OK, so back to the bacon.  My house smelling like bacon symbolizes a few things.  First, whole wheat spaghetti and turkey bacon (the Trader Joe’s stuff tastes just like regular bacon and doesn’t have the shoe leather texture of some of the other brands) is my pre-long run carb loading meal (complex carb, lean protein, and no vegetables that could be a gastrointestinal nightmare during the run the next day).  This means that I’m back in my training groove, even if only a little.  I’m behind in my training for the marathon in November, and I don’t expect to be able to run without walk breaks for several more weeks.  But, it reminds me that at least I’m training again.  This all might not work out.
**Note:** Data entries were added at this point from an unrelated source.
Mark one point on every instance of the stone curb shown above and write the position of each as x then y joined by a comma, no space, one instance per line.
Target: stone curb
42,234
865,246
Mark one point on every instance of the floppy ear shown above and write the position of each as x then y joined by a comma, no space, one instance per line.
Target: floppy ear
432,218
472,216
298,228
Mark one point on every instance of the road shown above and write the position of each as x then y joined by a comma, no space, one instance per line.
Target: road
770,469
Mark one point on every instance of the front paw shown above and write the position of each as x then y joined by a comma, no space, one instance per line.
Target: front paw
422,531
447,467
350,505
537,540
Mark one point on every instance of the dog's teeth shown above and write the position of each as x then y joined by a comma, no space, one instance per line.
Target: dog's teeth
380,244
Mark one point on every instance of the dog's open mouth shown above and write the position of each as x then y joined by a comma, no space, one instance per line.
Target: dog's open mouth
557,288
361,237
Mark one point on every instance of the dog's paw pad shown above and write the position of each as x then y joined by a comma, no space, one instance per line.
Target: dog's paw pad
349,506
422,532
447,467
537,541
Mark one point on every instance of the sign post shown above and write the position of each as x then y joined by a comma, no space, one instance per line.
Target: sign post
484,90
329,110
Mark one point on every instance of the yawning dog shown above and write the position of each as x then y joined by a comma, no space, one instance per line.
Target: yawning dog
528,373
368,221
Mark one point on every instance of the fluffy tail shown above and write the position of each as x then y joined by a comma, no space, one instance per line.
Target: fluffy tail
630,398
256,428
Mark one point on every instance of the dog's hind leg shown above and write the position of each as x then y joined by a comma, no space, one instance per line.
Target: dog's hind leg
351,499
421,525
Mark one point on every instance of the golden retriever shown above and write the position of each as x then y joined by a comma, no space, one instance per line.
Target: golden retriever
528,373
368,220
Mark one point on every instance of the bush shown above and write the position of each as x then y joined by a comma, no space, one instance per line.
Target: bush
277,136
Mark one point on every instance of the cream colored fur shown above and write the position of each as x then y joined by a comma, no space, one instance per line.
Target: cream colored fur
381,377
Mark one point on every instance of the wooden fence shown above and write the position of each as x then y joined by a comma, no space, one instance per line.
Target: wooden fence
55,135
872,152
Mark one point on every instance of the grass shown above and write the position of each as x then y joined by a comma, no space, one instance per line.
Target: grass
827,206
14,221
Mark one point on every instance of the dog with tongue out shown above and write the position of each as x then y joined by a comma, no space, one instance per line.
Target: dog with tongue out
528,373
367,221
I could hurt my foot again which would knock me right out of my quest to run the NYC Marathon in November.  Creating a training plan that would accommodate me and get me from not running since April to being ready to run 26.2 miles in November was no easy feat.  But, I figured that if I give up now, then I definitely won’t make it.  If I go down in flames, I at least want to go down trying.
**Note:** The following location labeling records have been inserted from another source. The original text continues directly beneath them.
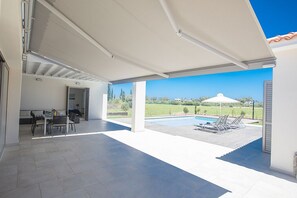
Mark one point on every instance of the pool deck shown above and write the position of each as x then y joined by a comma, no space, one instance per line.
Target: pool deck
104,159
231,139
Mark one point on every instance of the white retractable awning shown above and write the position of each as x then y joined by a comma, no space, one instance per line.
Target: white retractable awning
130,40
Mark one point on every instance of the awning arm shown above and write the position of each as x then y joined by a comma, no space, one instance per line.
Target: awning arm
93,41
196,41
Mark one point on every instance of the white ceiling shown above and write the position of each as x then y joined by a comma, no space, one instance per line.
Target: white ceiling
139,31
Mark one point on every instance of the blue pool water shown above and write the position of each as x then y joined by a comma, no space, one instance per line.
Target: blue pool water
181,121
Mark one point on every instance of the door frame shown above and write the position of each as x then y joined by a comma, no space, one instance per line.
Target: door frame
86,98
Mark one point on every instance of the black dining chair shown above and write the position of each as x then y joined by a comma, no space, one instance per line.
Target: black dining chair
35,122
59,122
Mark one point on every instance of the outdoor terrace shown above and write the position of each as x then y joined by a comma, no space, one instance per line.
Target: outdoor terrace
118,163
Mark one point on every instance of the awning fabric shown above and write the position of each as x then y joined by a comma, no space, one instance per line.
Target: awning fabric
140,31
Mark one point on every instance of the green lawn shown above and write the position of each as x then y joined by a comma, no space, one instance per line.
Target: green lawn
153,110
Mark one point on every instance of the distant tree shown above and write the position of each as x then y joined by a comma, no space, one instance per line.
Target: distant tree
125,106
123,96
242,113
186,110
202,98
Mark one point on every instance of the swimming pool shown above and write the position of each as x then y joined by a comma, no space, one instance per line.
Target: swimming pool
181,121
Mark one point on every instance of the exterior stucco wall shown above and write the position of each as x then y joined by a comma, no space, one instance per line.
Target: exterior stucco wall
284,118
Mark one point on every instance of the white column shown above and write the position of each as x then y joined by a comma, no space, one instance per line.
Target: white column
104,107
138,106
13,105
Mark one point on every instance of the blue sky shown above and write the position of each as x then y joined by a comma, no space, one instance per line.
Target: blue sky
276,18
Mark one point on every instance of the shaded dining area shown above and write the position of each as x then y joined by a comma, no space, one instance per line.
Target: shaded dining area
51,121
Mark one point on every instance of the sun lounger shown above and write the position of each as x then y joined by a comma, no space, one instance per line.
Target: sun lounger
218,126
236,123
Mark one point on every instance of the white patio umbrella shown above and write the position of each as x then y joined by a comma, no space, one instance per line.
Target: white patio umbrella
220,98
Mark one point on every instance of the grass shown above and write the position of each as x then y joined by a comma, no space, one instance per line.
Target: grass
154,110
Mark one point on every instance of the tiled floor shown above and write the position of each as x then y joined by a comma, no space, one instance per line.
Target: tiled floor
119,163
244,172
92,166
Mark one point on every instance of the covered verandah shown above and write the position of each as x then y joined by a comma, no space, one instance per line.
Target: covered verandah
116,42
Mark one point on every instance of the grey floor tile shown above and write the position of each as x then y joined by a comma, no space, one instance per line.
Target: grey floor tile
27,192
51,188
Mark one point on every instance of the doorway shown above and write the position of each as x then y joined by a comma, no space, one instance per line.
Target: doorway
78,101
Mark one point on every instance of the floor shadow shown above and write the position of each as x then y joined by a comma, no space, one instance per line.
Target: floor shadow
141,175
90,126
98,126
252,157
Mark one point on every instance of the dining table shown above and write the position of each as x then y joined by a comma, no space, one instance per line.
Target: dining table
47,117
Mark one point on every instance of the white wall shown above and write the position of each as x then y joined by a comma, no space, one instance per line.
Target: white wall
284,110
51,93
11,48
79,99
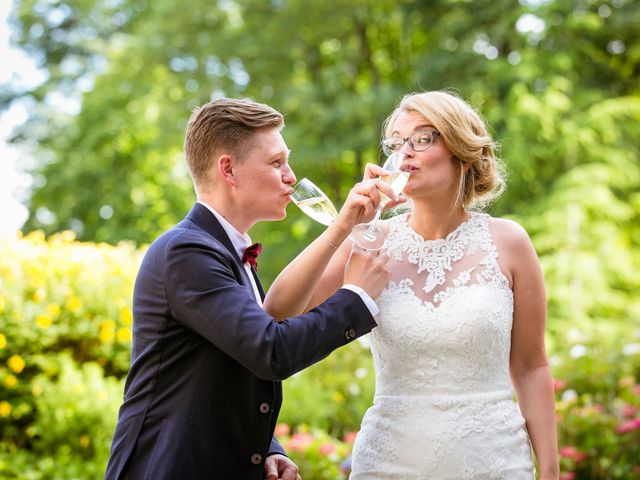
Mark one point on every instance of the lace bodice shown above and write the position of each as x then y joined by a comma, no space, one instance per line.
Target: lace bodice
445,319
443,406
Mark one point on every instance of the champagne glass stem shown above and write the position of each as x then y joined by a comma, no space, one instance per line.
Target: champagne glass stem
371,233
So, how did I ever come up with whole wheat spaghetti and turkey bacon (and if you’re cringing at the thought of it, you have no idea what you’re missing)?  Well, that brings me to my second symbol.  I’ve been eating some variation of bacon and spaghetti for decades.  There’s a cute backstory here:  when my mother was a kid in the 1940s, she was underweight and the doctor wanted her to drink milk, but she always refused it.  The doctor suggested feeding my mother bacon, because it would make her thirsty and then she’d drink the milk.  Now, my family which was not only Jewish, but at the time also kosher, didn’t know what to do.  They finally decided to take the doctor’s advice, but now they had no idea what a person paired with bacon to eat it.  Someone suggested spaghetti, and the meal was invented (and if you’re curious, the special pan that my grandmother bought to make the bacon without de-kosherizing the entire kitchen was housed under the stove (remember those old ones with the legs?), because my grandmother thought, “maybe God won’t be able to see it under there.”  True story).  My mother grew up on white flour spaghetti topped with butter and a few slices of bacon.  And when my mom had my brother and me, the tradition continued (though it never got us to drink milk).  White spaghetti, butter, and nice fatty bacon.  Yum.

Being a single, full-time working mom, pretty much the only thing my mother cooked during the week was bacon and spaghetti.  Otherwise our dinners were mostly pizza and Chinese takeout (and before you get the wrong idea, I think my mom was awesome and did the absolute best she could; if we could go back in time, I hope she’d do it all the same again).  And what happens when you feed a little girl basically nothing but pizza, Chinese takeout and bacon and spaghetti?  Well, over time she gets really fat.  And it’s only decades later when that girl decides to take control of her health that she learns how to eat better and proceeds to lose 70 pounds.  She starts eating lots of salads, and learns that an apple is a much better snack than 6 Chips Ahoy cookies (did I mention that my single full-time working mom was an employee of Nabisco for years?).  She learns to love working out, and to replace white spaghetti, butter and bacon with whole wheat pasta, a little olive oil, and Trader Joe’s turkey bacon that tastes just like the regular stuff.  She even learns that it’s the perfect pre-long run meal and that when she’s in the heart of marathon training she gets to eat it several times a week.  She learns how to go from “Fat Girl” to “Fit Girl”.


So, for me the smell of bacon means a few things.  It reminds me of where I started and how far I’ve come.  It tells me that I can change what I grew up with if I think it’ll have a better outcome.  And it tells me that I’m training again, which to me just lines up the planets again for the first time in months.  It symbolizes an ordinary day that to me is practically perfect.